Между тем, судьба незаметно проделывала со мной работу, необходимую именно для любви. Сперва на войне, захватывая страхом и победой над страхом, втягивая в сердце душу, слишком переместившуюся в голову. Мне открылся мир простых радостей: солнца в синем небе в перерывах между боями, печурки в блиндаже, письма от девушки… Но я все еще был слишком полон собой. Освободил меня от этого груза лагерь. Началось, кажется, в один из первых дней, когда мне было велено собирать самодельные ножи, выброшенные в запретную зону. Скорчившись на этой работе, я очень отчетливо почувствовал себя рядовым рабом, ничем не отличающимся от других рабов, начиная со времен фараонов Древнего Царства. Но решающим был один смешной случай. Я уже рассказывал о нем в "Записках гадкого утенка". Мы бродили от вахты к столовой и от столовой к вахте и беседовали. В "Пережитых абстракциях" я дал трем персонажам имена: Виктор, Николай и Евгений. Евгений – действительно имя Евгения Борисовича Федорова, будущего писателя. Николай – это я. Виктора так и оставил Виктором. Он очень мягко, вежливо и поэтому долго объяснял, что его ум обладает и способностью философствовать, как я, и одаренностью в позитивной науке. Женя (моложе нас на 11 лет – тогда это значило: на треть жизни) молча слушал, а потом коротко сказал: "А я думаю, что я всех умнее". И вдруг я с ужасом почувствовал нелепость положения: я ведь тоже считал себя умнее всех. Но ведь это похоже на Поприщина, уверенного, что он – испанский король. Сошлись три Поприщина и спорят, кто из них настоящий король. И все трое – сумасшедшие.
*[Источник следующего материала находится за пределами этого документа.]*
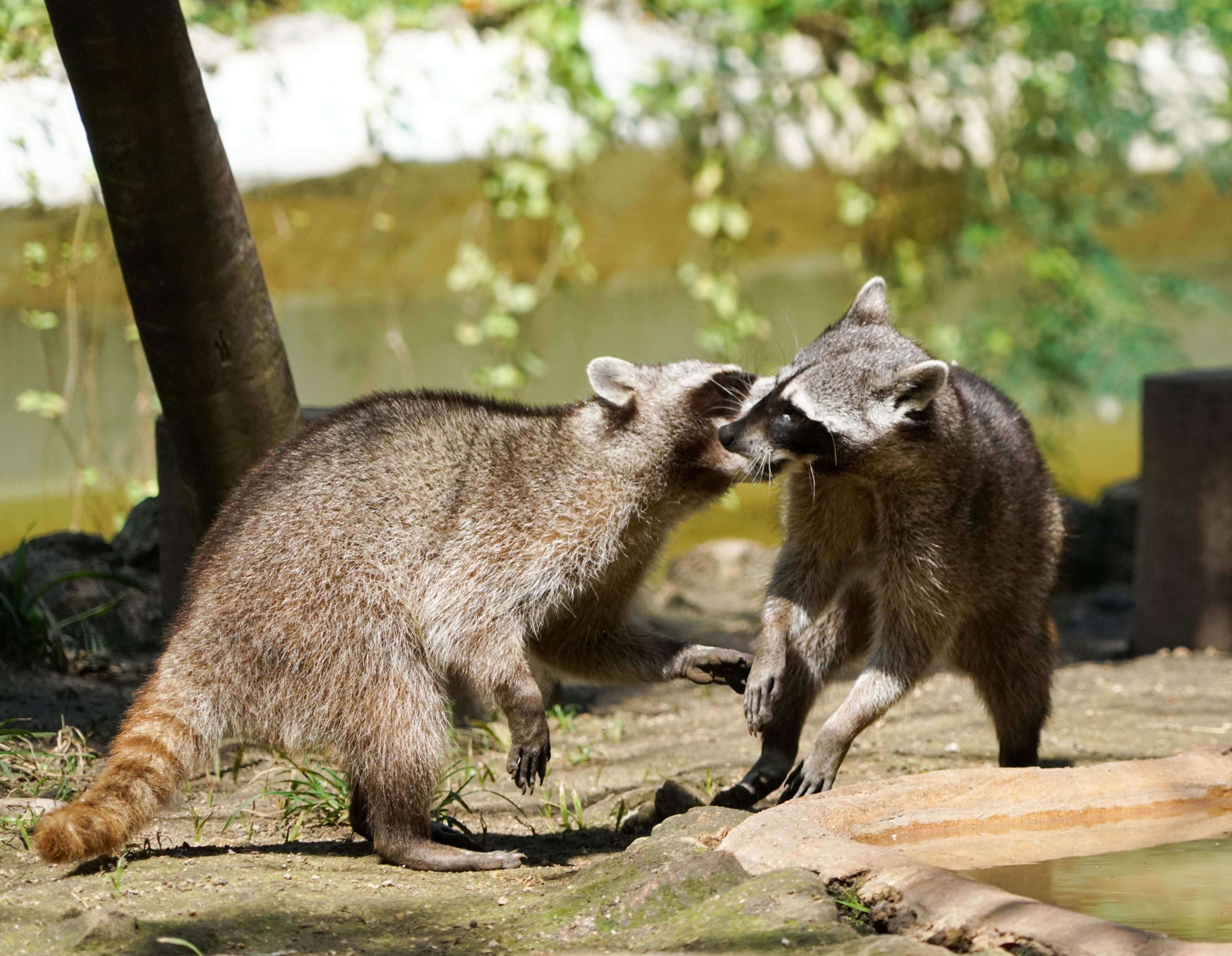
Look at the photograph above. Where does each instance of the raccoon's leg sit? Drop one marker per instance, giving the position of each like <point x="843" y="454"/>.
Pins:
<point x="530" y="748"/>
<point x="1013" y="674"/>
<point x="807" y="663"/>
<point x="633" y="654"/>
<point x="359" y="820"/>
<point x="394" y="775"/>
<point x="896" y="663"/>
<point x="798" y="687"/>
Разговор оборвался. Мы вошли в сортир по малой нужде. Через очко было видно, как в жиже копошатся черви. Почему-то на этом фоне высокомерие трех интеллектуалов выглядело особенно жалким. Я почувствовал себя обязанным сказать и сказал: ну что ж, оставляю вас двоих спорить за первое место, а себе беру второе. Сказал и почувствовал такую боль, словно ножом вырезал из себя тщеславие. И я его вырезал. Впоследствии мне пришлось читать у Достоевского, что самое важное в жизни – найти в ней второе место после Бога. После любимого. Пока я не пережил этого, я читал об этом – и не замечал, не вчитывался, не вдумывался. Только пережив – понял. Задним числом.
Это понимание очистило место для любви. Она вспыхнула, когда первая встречная захватила меня сочувствием и жалостью. Здесь не было узнавания, не было догадки, что рядом с этой душой, вместе с ней моя душа будет расти. Только готовность всю себя отдать ей. Которой это было не нужно. Во время недолгих встреч я был сдержан и не возникало никаких проблем. Мы просто разговаривали друг с другом. Вспышка произошла, когда девушку списали с предприятия (она собственно заменяла заболевшую уборщицу). Взрыв чувства захватил меня ночью. Я плакал и в слезах написал первое письмо.
Выздоровевшая уборщица сидела по статье 58–12, недоносительство. Я доверил ей свое послание; на другой день получил ответ. Полетели письма-голубки. Роман тянулся года два. Вскоре я вышел на волю – и приехал к ней на свидание. Потом и она оказалась дома. Я съездил на Кавказ – тогда совсем мирный – и вдруг понял, что она права, объясняя мне, что мы не созданы друг для друга. Осталось только сознание, что во мне есть способность к большой любви, такой, о которой поэты пишут, а в жизни почти не бывает.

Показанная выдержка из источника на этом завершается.